O desembargador Vladimir Abreu da Silva acatou agravo de instrumento da Câmara Municipal e determinou a retomada do pagamento das verbas indenizatórias dos vereadores de Campo Grande. A sentença revoga os efeitos de decisão proferida pelo Juízo da 2ª Vara de Direitos Difusos e Coletivos da Comarca de Campo Grande.
“Tratando-se de Ato da Mesa da Câmara dos Vereadores, criando direitos e que repercutem no campo de interesse do mandato parlamentar, entendo que a suspensão do aludido ato administrativa ou judicialmente não prescinde da observância do devido processo legal, previsto constitucionalmente”, aponta.
A retomada tem caráter liminar, até que o pedido original seja julgado em definitivo pelo Poder Judiciário.
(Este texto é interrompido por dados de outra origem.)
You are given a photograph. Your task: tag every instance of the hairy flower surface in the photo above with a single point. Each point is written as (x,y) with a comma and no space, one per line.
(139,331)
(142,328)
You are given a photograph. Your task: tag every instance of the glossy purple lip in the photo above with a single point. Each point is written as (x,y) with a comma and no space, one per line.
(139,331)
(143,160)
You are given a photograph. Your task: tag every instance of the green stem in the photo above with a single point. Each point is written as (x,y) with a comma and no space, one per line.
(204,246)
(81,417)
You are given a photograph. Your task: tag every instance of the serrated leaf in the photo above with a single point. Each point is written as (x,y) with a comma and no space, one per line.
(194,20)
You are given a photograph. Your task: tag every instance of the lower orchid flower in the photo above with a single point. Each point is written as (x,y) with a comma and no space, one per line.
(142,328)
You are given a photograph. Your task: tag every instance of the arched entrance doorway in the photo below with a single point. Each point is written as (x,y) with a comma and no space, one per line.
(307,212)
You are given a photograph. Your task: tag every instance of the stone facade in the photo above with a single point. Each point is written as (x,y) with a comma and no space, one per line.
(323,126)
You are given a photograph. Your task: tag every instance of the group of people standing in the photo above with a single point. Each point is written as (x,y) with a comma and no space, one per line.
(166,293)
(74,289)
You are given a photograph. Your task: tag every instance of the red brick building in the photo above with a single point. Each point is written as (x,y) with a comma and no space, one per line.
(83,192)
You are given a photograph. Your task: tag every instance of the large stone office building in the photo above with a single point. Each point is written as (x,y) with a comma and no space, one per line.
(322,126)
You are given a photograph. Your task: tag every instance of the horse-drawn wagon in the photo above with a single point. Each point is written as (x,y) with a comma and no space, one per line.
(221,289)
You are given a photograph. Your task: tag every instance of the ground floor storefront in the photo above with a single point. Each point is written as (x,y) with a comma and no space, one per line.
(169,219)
O MPE (Ministério Público Estadual) questiona aumento de 100% das verbas indenizatórias a serem pagas aos vereadores, “afrontando, em tese, o que dispõe princípios constitucionais da impessoalidade, isonomia, eficiência”.
As verbas indenizatórias são usadas para o pagamento de transporte utilizado no exercício do mandato, contratação de consultoria, divulgação da atividade parlamentar, entre outros. De acordo com o MPE, portaria da Câmara Municipal aumentou o limite de gastos dos parlamentares de R$ 8,4 mil para R$ 16,8 mil.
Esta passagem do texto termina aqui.